Two brothers stood before the great king. One had built a fence for the other and was paid duly; the fence broke soon afterward, allowing his brother's animals to get away. Two of the escaped bulls promptly destroyed the fence-builder's shop, so there were a suit and two counter-suits involved.
"This is a very hard one, indeed," the great king intoned. His beard bristled. "I will have to think about it for exactly three days. Come back in three days and receive your judgement."
The justice would no doubt be worth the wait. I reflected on Solomon's most famous case, that of the mixed up mothers. Two women claimed to be the mother of one baby; Solomon ruled the child should be chopped in half to satisfy both parties. When one woman cried she'd rather give up her claim than have the baby harmed, Solomon knew she was the true mother.
A great confidence welled up in me. I would have my answer, I knew, if only I could gain audience. "Great King Solomon," I yelled, "please hear my case!"
The guards seized me but Solomon motioned them to bring me to him. "What," he said, "I your troubler?"
"I have a time machine," I replied, "But if I go back in time I may ruin the past or kill my parents or save Hitler or something, or maybe even if I kill Hitler this even worse guy might come along or something. Oh yeah, and If I kill my parent's before I'm conceived that would be a paradox."
"I see," he said, already two steps ahead of me. Solomon was experienced with paradoxes; when confronted with the famous Gordian Knot which was so hard to untie it baffled Pythagoras and Artaxerxes alike and was famous for it, he at once realized it was Alexander the Great, and not himself, in that story. A paradox ensued.
"So I came here, to ask you, if I should destroy it or save it," I concluded, exhausted by his presence.
"Hmmmm," he thought. What followed were a series of vocalized pauses so furious and academic I was convinced he was indeed wiser than wise, perhaps even inspired by the Lord himself. At last, he had it.
"Yaaah!" he shouted, as he sliced my time machine in two with one swipe of his mighty blade. Events had happened too quickly for me to react; I stood there, dumbfounded, staring at the baby guts and mommy tears he now wiped from his sword. My overthruster gave one last beep and died a noble death.
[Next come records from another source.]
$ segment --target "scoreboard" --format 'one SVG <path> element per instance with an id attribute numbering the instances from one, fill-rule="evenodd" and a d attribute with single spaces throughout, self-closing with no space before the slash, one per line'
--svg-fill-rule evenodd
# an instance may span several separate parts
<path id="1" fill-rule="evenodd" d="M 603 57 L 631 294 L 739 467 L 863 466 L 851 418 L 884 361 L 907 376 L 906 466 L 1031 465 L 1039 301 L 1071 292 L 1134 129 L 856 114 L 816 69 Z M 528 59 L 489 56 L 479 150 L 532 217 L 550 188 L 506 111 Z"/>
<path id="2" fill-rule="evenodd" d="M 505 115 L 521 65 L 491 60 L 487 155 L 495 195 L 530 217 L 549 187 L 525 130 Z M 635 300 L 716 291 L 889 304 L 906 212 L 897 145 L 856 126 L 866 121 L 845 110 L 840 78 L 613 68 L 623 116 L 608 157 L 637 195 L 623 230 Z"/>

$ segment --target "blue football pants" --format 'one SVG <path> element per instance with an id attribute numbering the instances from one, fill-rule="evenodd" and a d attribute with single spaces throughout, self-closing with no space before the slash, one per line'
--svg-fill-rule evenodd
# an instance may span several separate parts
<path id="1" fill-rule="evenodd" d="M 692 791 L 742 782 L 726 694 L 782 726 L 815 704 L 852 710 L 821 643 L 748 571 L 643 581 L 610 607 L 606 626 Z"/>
"Once again, I have solved a really hard problem. I am the greatest!" Solomon shouted, returning to his throne, which he summarily chopped in half.
"I have solved the unanswerable puzzle of my chair!" he shouted. Two wives approached him with wine and crackers, and he ever delicately sliced one in half, as she was standing in front of the television.
"You make a better door than a window," he shouted, " I have solved this one as well. I am truly a great and noble king."
"How many toes do you have?" I asked, testing.
"Arrrgh! I have solved them. Oh my God, I solved my own toes! This is a new puzzle, how will I walk now?" He then sliced through the only pair of orthopedic shoes ever invented in Biblical times.
The preceding was a text found in a Babylonian private library from the neo-Akkadian epoch. Written in both cuneiform and English, it was long thought a fraud. Recent evidence, however, suggests it is a true and valid account. The narrator of the story, thought intelligent enough to build a working time machine, had miscalculated--the presence of his future self should have been proof enough that he would never destroy the machine--how else could he go back to the present and warn himself? I guess he couldn't have anyway, since the machine was destroyed. This is what paradoxes are all about.
Jason Morrison, professor emeritus of time travel studies at Disneyland college in Florida, was solved in 2016 when his thousand-year-old remains returned to his apartment. Police say the case is still under investigation.